You have to remember the Valencia to Zaragozza road has been seriously upgraded, is motorway standard, very quiet and free.

In February we left Benidorm at 10.30am, got caught up with with some roadworks near Calpe on the coast road and didn't get to Valencia until noon. On the journey we made two long stops, one about an hour, the other in the evening for a meal and a nap for about 90 minutes. I then drove all the way to the Aire in Biarritz (S.France) and was there for about 11.00pm.

So doing the sums I think I can confirm that the San Sebastian to Valencia part of the journey would have been be about 8 hours for me. 
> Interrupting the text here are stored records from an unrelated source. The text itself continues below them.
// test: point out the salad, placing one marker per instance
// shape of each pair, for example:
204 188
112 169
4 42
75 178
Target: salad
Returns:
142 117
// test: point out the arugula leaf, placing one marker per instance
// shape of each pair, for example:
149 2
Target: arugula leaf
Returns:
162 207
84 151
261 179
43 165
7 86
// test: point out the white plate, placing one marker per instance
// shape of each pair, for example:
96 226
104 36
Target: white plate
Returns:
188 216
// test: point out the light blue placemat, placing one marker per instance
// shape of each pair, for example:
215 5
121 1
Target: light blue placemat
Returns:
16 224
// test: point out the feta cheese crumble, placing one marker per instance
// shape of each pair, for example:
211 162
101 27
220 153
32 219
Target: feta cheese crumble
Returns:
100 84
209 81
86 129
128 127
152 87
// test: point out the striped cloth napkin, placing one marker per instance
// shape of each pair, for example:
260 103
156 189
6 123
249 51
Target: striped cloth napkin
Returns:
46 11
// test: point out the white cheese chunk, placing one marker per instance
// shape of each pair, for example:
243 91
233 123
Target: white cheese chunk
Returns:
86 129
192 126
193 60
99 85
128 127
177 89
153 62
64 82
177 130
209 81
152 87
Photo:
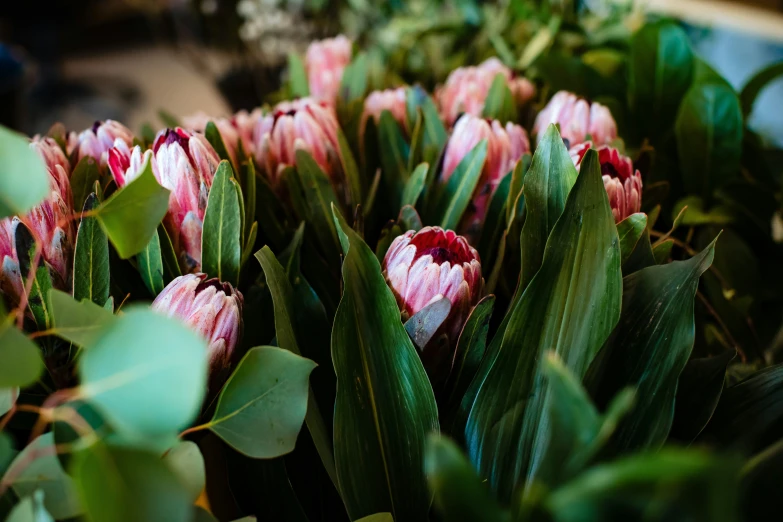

I think that most of you who do this trip would agree that you have got to enjoy driving the motorhome and be prepared to do longish stints at the wheel!


----------



## Briarose (Oct 9, 2007)

Going down to Portugal we averaged a five hour drive most days, some a little longer............it doesn't seem as bad doing a stint over there like it does here in the UK.


----------



## billym (Dec 17, 2005)

Ah I see .

San Sebastian to Valencia in 8 hours , that sounds more like it !


----------



## teensvan (May 9, 2005)

Hi.

Yes Benidorm is great for the winter. We shall be there from the 1st Oct.

You cannot book any site and you do have to take pot luck as to which site you get on. Villasol is the closest to town with good pools restaurant supermarket all on site. Once you have stayed long term on some of these sites you can book a pitch for the following winter starting on 1st Oct, but you must be there on the day or loose the pitch.

steve & ann. -------------- teensvan.


----------